В свой последний путь Мода ушел вполне торжественно. Тихая, маслянисто-черная вода Каспия спустила его по пологой спирали на чистое песчаное дно. Правда, через неделю изъеденный, обезглавленный труп выбросило на отмель у старой лесопилки. И вслед за рыбами над останками поработали вонючие лисы-корсаки и огромные печальные вороны.
Седьмая гробница
Проклятая шинель… Старый чапан и то греет лучше, чем этот сизый балахон с якорями на смешных пуговицах. Джагтуран говорил, что это – старая немецкая одежда и ей уже тридцать пять лет. Врет, наверное. Сукно еще крепкое…

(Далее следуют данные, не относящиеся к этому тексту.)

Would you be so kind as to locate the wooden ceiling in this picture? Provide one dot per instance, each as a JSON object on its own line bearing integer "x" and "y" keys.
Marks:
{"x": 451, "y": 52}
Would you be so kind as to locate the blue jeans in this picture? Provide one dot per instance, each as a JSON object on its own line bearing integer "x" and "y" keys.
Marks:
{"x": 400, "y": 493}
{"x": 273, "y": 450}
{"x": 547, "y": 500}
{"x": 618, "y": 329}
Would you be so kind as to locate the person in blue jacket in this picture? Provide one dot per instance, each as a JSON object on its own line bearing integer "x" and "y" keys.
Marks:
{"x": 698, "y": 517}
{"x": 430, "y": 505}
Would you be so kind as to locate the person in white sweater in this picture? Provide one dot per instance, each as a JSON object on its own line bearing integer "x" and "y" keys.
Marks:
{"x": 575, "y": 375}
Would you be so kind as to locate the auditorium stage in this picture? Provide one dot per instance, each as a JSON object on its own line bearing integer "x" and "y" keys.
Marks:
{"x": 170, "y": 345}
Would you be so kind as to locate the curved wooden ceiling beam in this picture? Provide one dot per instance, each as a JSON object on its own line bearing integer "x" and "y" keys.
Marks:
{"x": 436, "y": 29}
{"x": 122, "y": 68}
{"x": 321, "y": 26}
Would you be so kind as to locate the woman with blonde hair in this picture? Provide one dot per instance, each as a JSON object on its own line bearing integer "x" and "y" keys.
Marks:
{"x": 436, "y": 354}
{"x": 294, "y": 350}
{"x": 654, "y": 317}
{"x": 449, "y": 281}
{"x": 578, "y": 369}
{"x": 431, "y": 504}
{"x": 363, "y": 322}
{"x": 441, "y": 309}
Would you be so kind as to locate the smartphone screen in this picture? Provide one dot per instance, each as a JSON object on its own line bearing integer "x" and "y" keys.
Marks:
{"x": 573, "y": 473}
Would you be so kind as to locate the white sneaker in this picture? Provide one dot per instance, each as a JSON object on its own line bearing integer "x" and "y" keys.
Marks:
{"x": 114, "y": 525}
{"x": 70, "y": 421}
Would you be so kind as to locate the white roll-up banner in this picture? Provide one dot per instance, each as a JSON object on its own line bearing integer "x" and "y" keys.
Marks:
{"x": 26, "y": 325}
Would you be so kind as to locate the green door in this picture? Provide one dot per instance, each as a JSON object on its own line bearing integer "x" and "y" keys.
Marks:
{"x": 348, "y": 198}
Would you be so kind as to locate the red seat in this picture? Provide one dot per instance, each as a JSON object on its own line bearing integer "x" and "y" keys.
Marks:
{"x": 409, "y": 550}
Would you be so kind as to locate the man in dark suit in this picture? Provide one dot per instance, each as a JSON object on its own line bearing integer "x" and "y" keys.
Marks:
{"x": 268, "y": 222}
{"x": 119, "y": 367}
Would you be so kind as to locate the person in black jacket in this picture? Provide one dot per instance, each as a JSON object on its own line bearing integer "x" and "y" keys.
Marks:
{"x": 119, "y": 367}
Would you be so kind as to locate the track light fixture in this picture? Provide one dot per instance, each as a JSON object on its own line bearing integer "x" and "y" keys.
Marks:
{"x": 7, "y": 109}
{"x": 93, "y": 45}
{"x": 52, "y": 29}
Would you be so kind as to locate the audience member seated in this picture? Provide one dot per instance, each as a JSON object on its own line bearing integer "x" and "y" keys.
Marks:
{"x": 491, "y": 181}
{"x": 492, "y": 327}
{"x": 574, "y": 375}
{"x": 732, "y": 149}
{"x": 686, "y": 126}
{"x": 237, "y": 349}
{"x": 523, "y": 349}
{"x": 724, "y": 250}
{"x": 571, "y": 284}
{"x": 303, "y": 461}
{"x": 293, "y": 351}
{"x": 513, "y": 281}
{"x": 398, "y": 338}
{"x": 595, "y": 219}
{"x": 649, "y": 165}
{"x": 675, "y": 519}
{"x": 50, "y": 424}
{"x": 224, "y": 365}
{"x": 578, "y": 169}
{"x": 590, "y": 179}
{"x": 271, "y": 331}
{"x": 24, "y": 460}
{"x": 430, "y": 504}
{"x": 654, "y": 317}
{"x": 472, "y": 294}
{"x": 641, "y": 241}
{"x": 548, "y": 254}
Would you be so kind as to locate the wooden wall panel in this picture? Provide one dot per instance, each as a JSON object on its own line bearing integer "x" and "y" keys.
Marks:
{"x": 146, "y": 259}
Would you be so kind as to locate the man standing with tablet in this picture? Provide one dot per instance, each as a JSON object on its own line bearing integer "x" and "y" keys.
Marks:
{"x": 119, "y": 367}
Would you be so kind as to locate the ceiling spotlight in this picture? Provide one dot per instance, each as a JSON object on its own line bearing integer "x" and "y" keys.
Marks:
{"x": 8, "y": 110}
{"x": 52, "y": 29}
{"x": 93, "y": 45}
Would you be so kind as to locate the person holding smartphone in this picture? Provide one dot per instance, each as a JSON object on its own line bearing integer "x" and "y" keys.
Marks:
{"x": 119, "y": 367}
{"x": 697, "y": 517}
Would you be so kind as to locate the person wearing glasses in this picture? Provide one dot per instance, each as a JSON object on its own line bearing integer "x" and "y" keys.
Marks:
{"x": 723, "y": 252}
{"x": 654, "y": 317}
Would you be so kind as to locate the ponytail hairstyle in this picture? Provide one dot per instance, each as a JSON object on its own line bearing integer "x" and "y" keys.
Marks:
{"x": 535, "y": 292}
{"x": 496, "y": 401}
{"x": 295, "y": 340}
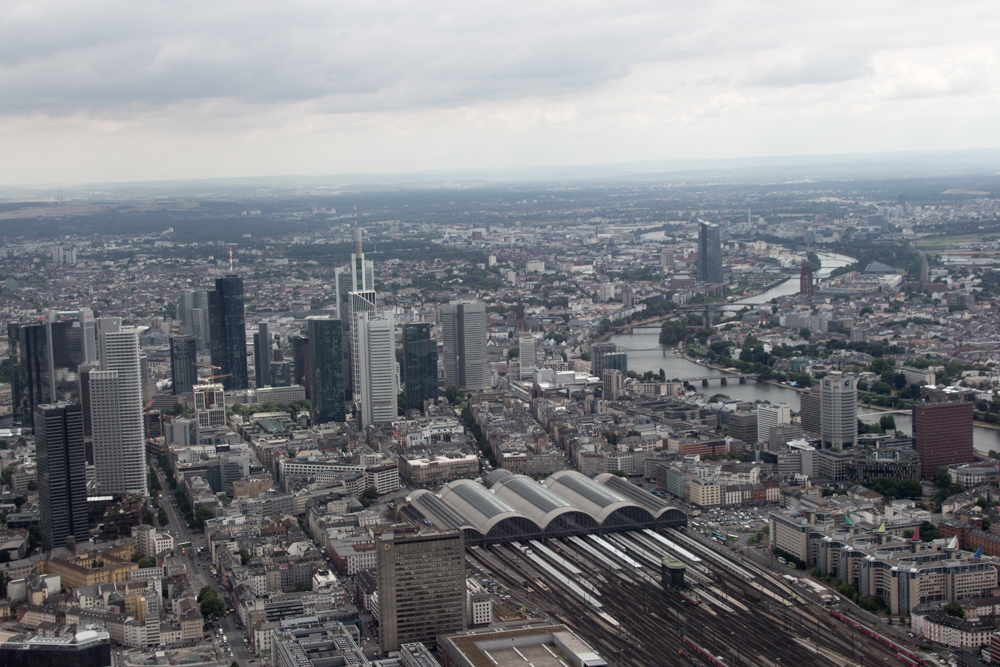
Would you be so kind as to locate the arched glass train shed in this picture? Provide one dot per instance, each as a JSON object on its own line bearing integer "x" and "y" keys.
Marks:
{"x": 518, "y": 508}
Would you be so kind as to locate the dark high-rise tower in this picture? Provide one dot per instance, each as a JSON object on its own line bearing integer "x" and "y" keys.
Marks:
{"x": 62, "y": 476}
{"x": 709, "y": 254}
{"x": 262, "y": 355}
{"x": 183, "y": 355}
{"x": 463, "y": 332}
{"x": 419, "y": 365}
{"x": 942, "y": 435}
{"x": 327, "y": 369}
{"x": 300, "y": 362}
{"x": 227, "y": 322}
{"x": 806, "y": 280}
{"x": 45, "y": 359}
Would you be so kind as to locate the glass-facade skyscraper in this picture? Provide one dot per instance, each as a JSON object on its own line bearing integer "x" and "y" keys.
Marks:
{"x": 183, "y": 355}
{"x": 62, "y": 474}
{"x": 327, "y": 369}
{"x": 419, "y": 365}
{"x": 709, "y": 267}
{"x": 227, "y": 322}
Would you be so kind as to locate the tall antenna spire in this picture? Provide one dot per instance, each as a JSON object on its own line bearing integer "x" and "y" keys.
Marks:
{"x": 357, "y": 233}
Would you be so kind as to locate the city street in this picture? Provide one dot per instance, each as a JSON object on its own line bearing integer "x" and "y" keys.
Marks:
{"x": 198, "y": 571}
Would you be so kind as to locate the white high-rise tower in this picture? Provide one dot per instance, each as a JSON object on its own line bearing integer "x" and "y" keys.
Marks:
{"x": 377, "y": 388}
{"x": 116, "y": 411}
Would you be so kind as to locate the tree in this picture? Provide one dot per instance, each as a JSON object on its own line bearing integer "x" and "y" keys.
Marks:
{"x": 942, "y": 479}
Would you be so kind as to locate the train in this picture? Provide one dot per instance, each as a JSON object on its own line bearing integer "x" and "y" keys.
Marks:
{"x": 704, "y": 654}
{"x": 900, "y": 650}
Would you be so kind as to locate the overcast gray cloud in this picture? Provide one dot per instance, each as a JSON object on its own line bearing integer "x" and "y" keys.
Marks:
{"x": 115, "y": 89}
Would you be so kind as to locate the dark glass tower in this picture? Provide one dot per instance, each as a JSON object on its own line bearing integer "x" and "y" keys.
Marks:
{"x": 262, "y": 355}
{"x": 300, "y": 362}
{"x": 45, "y": 361}
{"x": 327, "y": 369}
{"x": 62, "y": 475}
{"x": 183, "y": 355}
{"x": 227, "y": 322}
{"x": 709, "y": 254}
{"x": 419, "y": 365}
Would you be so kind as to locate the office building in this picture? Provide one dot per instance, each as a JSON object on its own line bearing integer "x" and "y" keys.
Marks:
{"x": 86, "y": 648}
{"x": 811, "y": 410}
{"x": 839, "y": 410}
{"x": 262, "y": 356}
{"x": 327, "y": 369}
{"x": 942, "y": 435}
{"x": 709, "y": 266}
{"x": 463, "y": 330}
{"x": 419, "y": 365}
{"x": 300, "y": 361}
{"x": 183, "y": 356}
{"x": 361, "y": 303}
{"x": 528, "y": 357}
{"x": 116, "y": 411}
{"x": 192, "y": 310}
{"x": 421, "y": 587}
{"x": 45, "y": 359}
{"x": 614, "y": 384}
{"x": 806, "y": 285}
{"x": 377, "y": 368}
{"x": 62, "y": 474}
{"x": 771, "y": 415}
{"x": 227, "y": 322}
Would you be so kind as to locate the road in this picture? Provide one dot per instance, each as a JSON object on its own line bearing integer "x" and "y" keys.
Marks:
{"x": 199, "y": 573}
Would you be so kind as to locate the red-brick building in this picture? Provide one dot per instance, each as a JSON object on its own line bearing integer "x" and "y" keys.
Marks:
{"x": 942, "y": 434}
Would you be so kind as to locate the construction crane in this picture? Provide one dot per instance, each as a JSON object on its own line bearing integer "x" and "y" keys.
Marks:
{"x": 214, "y": 376}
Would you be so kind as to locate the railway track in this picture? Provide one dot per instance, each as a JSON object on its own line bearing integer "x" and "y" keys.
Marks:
{"x": 641, "y": 624}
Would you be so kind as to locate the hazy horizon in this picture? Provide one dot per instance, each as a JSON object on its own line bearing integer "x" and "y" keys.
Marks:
{"x": 116, "y": 91}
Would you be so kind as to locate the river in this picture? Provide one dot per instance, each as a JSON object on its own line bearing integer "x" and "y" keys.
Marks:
{"x": 645, "y": 354}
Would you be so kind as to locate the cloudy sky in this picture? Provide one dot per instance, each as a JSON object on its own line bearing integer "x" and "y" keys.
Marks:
{"x": 122, "y": 90}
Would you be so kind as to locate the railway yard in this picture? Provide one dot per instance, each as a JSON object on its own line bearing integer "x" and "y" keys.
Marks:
{"x": 733, "y": 613}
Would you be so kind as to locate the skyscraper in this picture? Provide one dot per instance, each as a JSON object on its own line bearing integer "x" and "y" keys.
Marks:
{"x": 192, "y": 310}
{"x": 419, "y": 365}
{"x": 361, "y": 303}
{"x": 300, "y": 362}
{"x": 463, "y": 330}
{"x": 116, "y": 411}
{"x": 62, "y": 475}
{"x": 227, "y": 322}
{"x": 421, "y": 587}
{"x": 183, "y": 355}
{"x": 45, "y": 359}
{"x": 805, "y": 280}
{"x": 326, "y": 368}
{"x": 771, "y": 415}
{"x": 942, "y": 435}
{"x": 377, "y": 368}
{"x": 262, "y": 355}
{"x": 709, "y": 268}
{"x": 839, "y": 410}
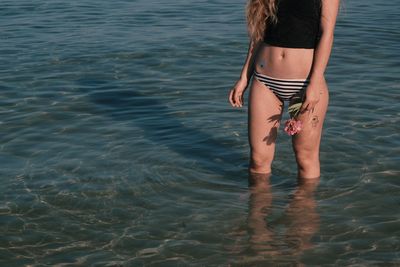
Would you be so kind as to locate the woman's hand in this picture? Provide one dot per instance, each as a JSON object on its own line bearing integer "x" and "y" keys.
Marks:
{"x": 236, "y": 94}
{"x": 312, "y": 96}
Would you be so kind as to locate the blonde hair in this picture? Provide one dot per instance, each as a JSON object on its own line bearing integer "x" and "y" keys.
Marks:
{"x": 257, "y": 13}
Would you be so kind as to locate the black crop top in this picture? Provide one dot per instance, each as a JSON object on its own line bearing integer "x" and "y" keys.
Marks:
{"x": 297, "y": 26}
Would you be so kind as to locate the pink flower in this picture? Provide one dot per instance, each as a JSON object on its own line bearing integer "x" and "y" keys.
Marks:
{"x": 292, "y": 126}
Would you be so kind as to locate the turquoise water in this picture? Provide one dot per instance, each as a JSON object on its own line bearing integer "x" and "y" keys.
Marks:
{"x": 118, "y": 146}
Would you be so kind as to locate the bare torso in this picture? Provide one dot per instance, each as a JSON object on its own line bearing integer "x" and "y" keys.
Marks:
{"x": 285, "y": 63}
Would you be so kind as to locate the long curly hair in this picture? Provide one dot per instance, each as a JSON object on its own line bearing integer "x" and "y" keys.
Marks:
{"x": 257, "y": 13}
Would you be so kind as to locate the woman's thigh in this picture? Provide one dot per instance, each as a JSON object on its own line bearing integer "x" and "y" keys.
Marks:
{"x": 307, "y": 142}
{"x": 265, "y": 112}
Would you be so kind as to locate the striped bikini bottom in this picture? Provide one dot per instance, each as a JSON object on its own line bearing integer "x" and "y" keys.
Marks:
{"x": 284, "y": 89}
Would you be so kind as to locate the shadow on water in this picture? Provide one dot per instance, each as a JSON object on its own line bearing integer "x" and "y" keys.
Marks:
{"x": 162, "y": 127}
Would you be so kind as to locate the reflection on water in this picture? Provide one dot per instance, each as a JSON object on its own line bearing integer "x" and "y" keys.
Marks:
{"x": 300, "y": 220}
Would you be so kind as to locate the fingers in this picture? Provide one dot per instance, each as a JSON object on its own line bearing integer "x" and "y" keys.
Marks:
{"x": 231, "y": 99}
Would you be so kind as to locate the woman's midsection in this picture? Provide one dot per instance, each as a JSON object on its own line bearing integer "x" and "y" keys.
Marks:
{"x": 285, "y": 63}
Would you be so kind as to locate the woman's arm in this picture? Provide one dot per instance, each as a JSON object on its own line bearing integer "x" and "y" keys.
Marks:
{"x": 322, "y": 53}
{"x": 236, "y": 93}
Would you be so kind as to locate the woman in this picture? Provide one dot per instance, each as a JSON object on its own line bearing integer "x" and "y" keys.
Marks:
{"x": 290, "y": 44}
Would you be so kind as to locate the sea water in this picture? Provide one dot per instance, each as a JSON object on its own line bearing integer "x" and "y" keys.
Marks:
{"x": 118, "y": 146}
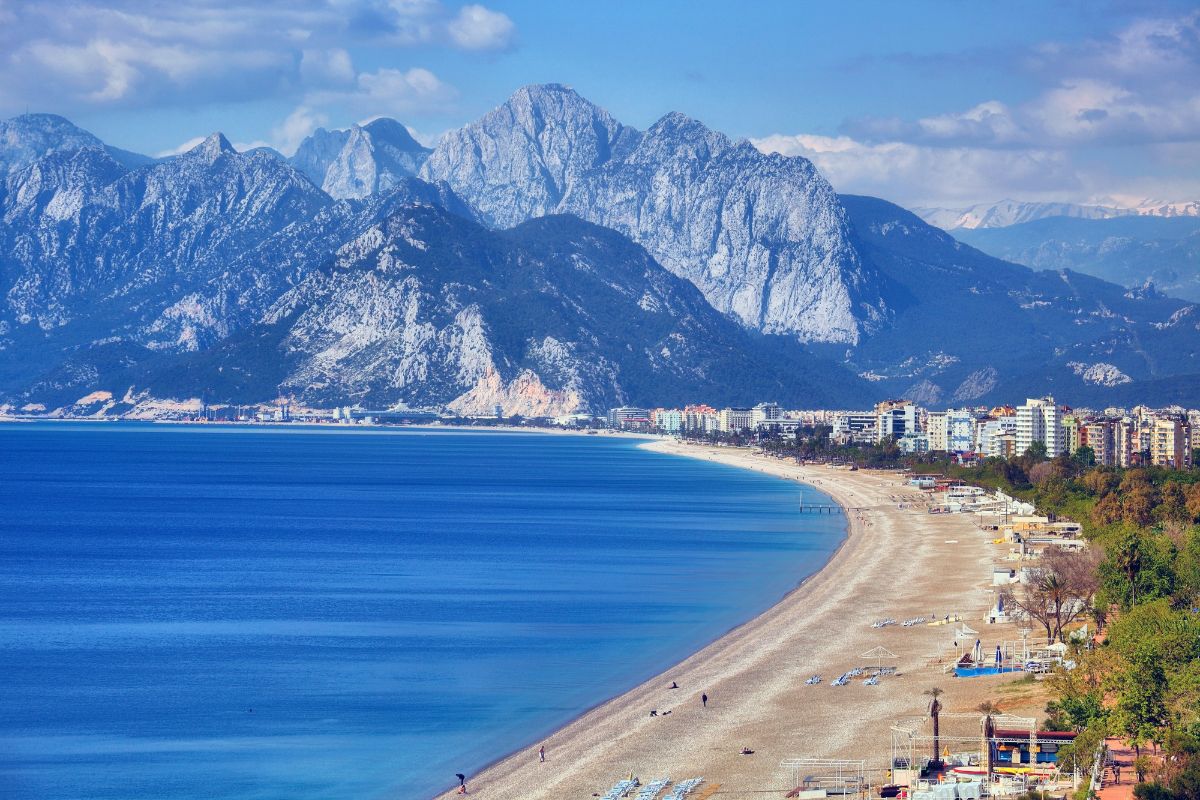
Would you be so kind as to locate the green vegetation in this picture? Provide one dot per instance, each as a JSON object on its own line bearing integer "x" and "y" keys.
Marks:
{"x": 1141, "y": 578}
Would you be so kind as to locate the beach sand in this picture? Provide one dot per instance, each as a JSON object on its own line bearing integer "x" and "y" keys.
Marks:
{"x": 898, "y": 563}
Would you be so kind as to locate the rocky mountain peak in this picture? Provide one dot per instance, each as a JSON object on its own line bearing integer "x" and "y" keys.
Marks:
{"x": 763, "y": 238}
{"x": 360, "y": 161}
{"x": 390, "y": 132}
{"x": 29, "y": 137}
{"x": 213, "y": 148}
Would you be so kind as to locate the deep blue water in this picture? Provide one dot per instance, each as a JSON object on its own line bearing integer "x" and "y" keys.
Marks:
{"x": 209, "y": 613}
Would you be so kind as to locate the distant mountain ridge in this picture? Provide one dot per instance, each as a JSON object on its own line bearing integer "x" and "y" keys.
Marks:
{"x": 546, "y": 259}
{"x": 1012, "y": 212}
{"x": 1132, "y": 251}
{"x": 360, "y": 161}
{"x": 762, "y": 235}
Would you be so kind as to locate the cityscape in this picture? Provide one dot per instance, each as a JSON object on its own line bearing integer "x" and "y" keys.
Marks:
{"x": 419, "y": 400}
{"x": 1114, "y": 437}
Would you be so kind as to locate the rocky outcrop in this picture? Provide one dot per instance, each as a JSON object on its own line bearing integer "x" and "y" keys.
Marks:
{"x": 762, "y": 236}
{"x": 361, "y": 161}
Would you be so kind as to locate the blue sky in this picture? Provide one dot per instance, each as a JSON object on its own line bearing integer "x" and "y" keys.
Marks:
{"x": 925, "y": 103}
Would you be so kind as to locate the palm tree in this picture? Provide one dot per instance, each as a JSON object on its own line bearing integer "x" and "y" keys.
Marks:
{"x": 989, "y": 728}
{"x": 935, "y": 708}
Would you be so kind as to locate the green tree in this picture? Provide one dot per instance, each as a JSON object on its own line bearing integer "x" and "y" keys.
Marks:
{"x": 1140, "y": 710}
{"x": 1084, "y": 457}
{"x": 1135, "y": 569}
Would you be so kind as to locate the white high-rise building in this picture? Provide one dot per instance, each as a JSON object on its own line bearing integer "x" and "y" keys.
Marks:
{"x": 1039, "y": 420}
{"x": 937, "y": 429}
{"x": 763, "y": 414}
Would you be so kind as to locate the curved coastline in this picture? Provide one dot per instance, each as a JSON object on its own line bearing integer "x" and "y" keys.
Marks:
{"x": 667, "y": 446}
{"x": 754, "y": 673}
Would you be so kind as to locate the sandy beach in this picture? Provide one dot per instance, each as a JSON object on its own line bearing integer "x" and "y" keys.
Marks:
{"x": 898, "y": 563}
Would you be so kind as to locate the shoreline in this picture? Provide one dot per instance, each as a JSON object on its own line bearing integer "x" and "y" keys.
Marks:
{"x": 742, "y": 668}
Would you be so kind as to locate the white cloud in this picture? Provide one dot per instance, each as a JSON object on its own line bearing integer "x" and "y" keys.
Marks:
{"x": 126, "y": 53}
{"x": 287, "y": 136}
{"x": 319, "y": 67}
{"x": 1137, "y": 107}
{"x": 184, "y": 148}
{"x": 389, "y": 91}
{"x": 913, "y": 174}
{"x": 477, "y": 28}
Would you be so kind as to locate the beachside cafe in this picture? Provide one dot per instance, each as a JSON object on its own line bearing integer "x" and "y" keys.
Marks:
{"x": 973, "y": 756}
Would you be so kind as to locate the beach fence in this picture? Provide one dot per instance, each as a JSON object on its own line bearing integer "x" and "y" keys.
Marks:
{"x": 826, "y": 777}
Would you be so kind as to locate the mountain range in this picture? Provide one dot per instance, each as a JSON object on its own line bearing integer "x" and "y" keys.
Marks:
{"x": 1129, "y": 250}
{"x": 1012, "y": 212}
{"x": 1150, "y": 244}
{"x": 545, "y": 258}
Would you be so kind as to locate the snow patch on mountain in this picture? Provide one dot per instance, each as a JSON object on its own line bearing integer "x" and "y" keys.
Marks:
{"x": 763, "y": 236}
{"x": 1099, "y": 373}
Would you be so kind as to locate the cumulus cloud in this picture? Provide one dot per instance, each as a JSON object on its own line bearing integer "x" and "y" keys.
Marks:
{"x": 390, "y": 91}
{"x": 930, "y": 175}
{"x": 1137, "y": 90}
{"x": 477, "y": 28}
{"x": 287, "y": 136}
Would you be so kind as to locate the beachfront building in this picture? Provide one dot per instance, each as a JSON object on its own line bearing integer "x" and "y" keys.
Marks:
{"x": 1038, "y": 420}
{"x": 1170, "y": 443}
{"x": 855, "y": 427}
{"x": 669, "y": 420}
{"x": 913, "y": 443}
{"x": 735, "y": 420}
{"x": 765, "y": 416}
{"x": 629, "y": 417}
{"x": 700, "y": 419}
{"x": 893, "y": 419}
{"x": 937, "y": 431}
{"x": 960, "y": 429}
{"x": 995, "y": 437}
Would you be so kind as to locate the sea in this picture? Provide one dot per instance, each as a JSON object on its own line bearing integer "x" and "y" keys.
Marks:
{"x": 208, "y": 612}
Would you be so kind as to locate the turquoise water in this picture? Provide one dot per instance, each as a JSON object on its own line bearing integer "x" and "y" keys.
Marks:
{"x": 325, "y": 613}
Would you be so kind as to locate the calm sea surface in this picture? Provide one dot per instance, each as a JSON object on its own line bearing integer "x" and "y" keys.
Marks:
{"x": 322, "y": 613}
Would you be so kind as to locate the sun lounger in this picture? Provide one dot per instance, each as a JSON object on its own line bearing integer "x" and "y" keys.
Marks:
{"x": 619, "y": 789}
{"x": 652, "y": 789}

Омши-теппа – нечистое место. Грязь, ямы… Что тут охранять? Могилы старые? От кого? Смену третий день не привозят… Колдовское место Омши-теппа. Старики говорили, что в давние времена здесь из-под земли била вода, смешанная с золотым песком. Золотые барханы и скелеты людей, лошадей и верблюдов окружали родник. И охраняли золото Омши-теппа огромные муравьи с собачьими головами. Они разрывали на куски всех, кто посягал на их сокровищницу, догоняли аргамаков и беговых верблюдов. Но человек хитрее муравья! Когда наступала чилля – сорок дней неимоверной жары, в полдень муравьи, как и все живое в пустыне, прятались в свои норы. В это время удавалось набить хурджины золотым песком. Хитрость состояла в том, чтобы погрузить золото на двух верблюдов или на двух лошадей. Когда муравьи настигали вора, запасную лошадь бросали как приманку. Но если на ней не было золотого песка, чудовища продолжали гнаться за похитителем и разрывали его. Их вел запах золота.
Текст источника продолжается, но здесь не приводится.